Republicans in the House and Senate have introduced legislation that would force 527s (named for the section of IRS tax code that governs their activities) to comply with the same donation limits of federal political action committees, a move that would greatly reduce the ability of a single individual to donate millions of dollars to a group aimed at influencing the election.
The push to regulate 527s came in the wake of the 2004 election when affluent progressives like financier George Soros and insurance executive Peter Lewis dumped tens of millions into pro-Democratic groups like America Coming Together and the Media Fund in hopes of defeating President George W. Bush. While Republican 527s like Progress for America and Swift Boat Veterans for Truth did not raise and spend as much as their Democratic counterparts, they arguably had more influence on the outcome of the election.
Democrats find themselves in a sticky political spot: They have benefited from soft-money donations from 527s, but they also have been generally supportive of campaign finance reform as a party. In the House, Republicans have inserted the 527 provisions into a broader lobbying reform measure -- making it doubly difficult for Democrats to vote against the legislation given the current public attitude toward lobbyists.
Even as Democrats weigh their political options, several new progressive 527s have formed, most notably the Fresh Start for America Project and the Lantern Project.
Fresh Start for America, the existence of which was first reported by Roll Call's Paul Kane, is an arm of the Senate Majority Project -- an organization founded by several former Democratic Senatorial Campaign Committee operatives. The group filed organizational papers with the Internal Revenue Service on March 13. Its expressed purpose is to fund ads in states hosting key Senate races in 2006. It has not yet reported any fundraising activity.
The Lantern Project is the latest of so-called "boutique" 527s that focus their efforts on a single state. In the case of the Lantern Project that state is Pennsylvania, and its goal is the defeat of Sen. Rick Santorum (R) come November. Founded in January 2005 , the Lantern Project raised nearly $330,000 last year, thanks in part to a $100,000 contribution from the Service Employees International Union as well as smaller donations by entertainer Barbra Streisand ($2,500) and Slimfast founder S. Daniel Abraham ($10,000).
It remains to be seen whether 527s focused on influencing the vote in key Senate and House races can succeed financially.
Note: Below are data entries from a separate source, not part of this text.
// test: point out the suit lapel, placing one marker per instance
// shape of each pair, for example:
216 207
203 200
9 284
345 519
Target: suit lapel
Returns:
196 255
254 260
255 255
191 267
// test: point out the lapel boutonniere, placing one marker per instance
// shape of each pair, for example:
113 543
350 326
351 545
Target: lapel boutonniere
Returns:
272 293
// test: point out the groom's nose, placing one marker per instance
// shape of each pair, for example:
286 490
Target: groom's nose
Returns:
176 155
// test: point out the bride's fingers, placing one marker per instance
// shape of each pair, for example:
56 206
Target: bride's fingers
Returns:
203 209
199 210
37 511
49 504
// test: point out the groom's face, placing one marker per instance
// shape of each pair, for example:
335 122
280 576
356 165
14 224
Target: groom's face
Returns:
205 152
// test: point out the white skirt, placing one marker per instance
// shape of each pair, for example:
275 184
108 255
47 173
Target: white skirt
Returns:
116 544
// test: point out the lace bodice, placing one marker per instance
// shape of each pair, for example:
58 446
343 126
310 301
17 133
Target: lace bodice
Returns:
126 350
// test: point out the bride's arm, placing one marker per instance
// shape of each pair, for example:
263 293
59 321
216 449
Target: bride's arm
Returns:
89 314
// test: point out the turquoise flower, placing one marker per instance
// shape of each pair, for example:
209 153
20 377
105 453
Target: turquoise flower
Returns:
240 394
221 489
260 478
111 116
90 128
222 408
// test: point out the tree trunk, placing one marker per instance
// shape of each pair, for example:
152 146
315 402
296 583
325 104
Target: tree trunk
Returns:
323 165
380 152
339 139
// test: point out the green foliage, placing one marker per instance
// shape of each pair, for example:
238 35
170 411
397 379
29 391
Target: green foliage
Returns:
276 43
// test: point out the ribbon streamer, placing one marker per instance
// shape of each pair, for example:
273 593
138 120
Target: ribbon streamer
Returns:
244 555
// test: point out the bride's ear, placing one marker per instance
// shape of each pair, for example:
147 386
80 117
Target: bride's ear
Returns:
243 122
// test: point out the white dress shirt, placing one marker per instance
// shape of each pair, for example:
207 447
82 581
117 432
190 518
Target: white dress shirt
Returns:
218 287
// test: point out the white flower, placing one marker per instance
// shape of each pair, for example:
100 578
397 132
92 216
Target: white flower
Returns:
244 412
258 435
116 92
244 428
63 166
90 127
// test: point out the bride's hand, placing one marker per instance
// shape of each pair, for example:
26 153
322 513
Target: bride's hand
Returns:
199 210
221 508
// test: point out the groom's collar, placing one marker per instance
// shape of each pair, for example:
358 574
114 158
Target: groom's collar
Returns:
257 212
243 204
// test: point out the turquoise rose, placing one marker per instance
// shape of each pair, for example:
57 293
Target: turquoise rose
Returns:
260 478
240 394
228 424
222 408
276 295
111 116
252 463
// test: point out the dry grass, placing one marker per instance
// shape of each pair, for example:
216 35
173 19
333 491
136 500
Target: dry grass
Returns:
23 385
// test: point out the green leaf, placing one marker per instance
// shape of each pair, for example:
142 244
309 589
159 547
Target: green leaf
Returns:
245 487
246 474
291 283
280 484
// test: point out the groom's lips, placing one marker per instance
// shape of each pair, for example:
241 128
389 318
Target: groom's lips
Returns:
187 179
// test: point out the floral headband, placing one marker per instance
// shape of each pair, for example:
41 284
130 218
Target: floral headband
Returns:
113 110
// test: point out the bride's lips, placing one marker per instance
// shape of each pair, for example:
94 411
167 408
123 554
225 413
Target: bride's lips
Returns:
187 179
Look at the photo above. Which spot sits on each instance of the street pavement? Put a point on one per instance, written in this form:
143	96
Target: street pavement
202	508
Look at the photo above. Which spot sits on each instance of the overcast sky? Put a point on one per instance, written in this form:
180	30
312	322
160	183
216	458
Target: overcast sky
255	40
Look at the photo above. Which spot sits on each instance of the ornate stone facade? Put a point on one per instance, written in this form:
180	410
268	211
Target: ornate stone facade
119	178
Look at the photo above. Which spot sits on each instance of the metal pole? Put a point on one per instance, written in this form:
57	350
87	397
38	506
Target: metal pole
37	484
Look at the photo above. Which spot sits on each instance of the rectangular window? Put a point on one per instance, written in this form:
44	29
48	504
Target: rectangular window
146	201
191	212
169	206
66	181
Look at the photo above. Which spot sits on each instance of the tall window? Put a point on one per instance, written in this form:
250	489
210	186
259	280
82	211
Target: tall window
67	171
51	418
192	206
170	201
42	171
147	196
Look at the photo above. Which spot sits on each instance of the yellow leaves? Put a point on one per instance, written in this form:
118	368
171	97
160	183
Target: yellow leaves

Groups founded by Democratic and Republican operatives following the passage of the Bipartisan Campaign Reform Act in 2002 eventually closed their doors due to a lack of funding. While liberal donors proved in 2004 they were more than willing to dip into their personal fortunes to defeat President Bush, they have yet to show a willingness to make large (i.e. seven figure) donations to help defeat Republicans in Congress.
As they push to regulate 527s, House Republicans have formed a rapid response team out of the office of Conference Chairwoman Deborah Pryce (Ohio) in a bid to up the pressure on Democrats. "These shadow Democrat campaign groups operate without accountability, calling people all over the country spreading blatantly false information," said Sean Spicer, a spokesman for the conference. "Our goal is provide our members with key facts in a timely manner so they can respond effectively."
Much rides on whether Republicans are able to move 527 reform legislation in the coming days and weeks. If they do, Democrats may struggle to stay financially competitive with their Republican counterparts on a race-by-race basis. At the end of February, the three Republican national committees had $76 million on hand to spend on races compared to $53 million for their Democratic counterparts.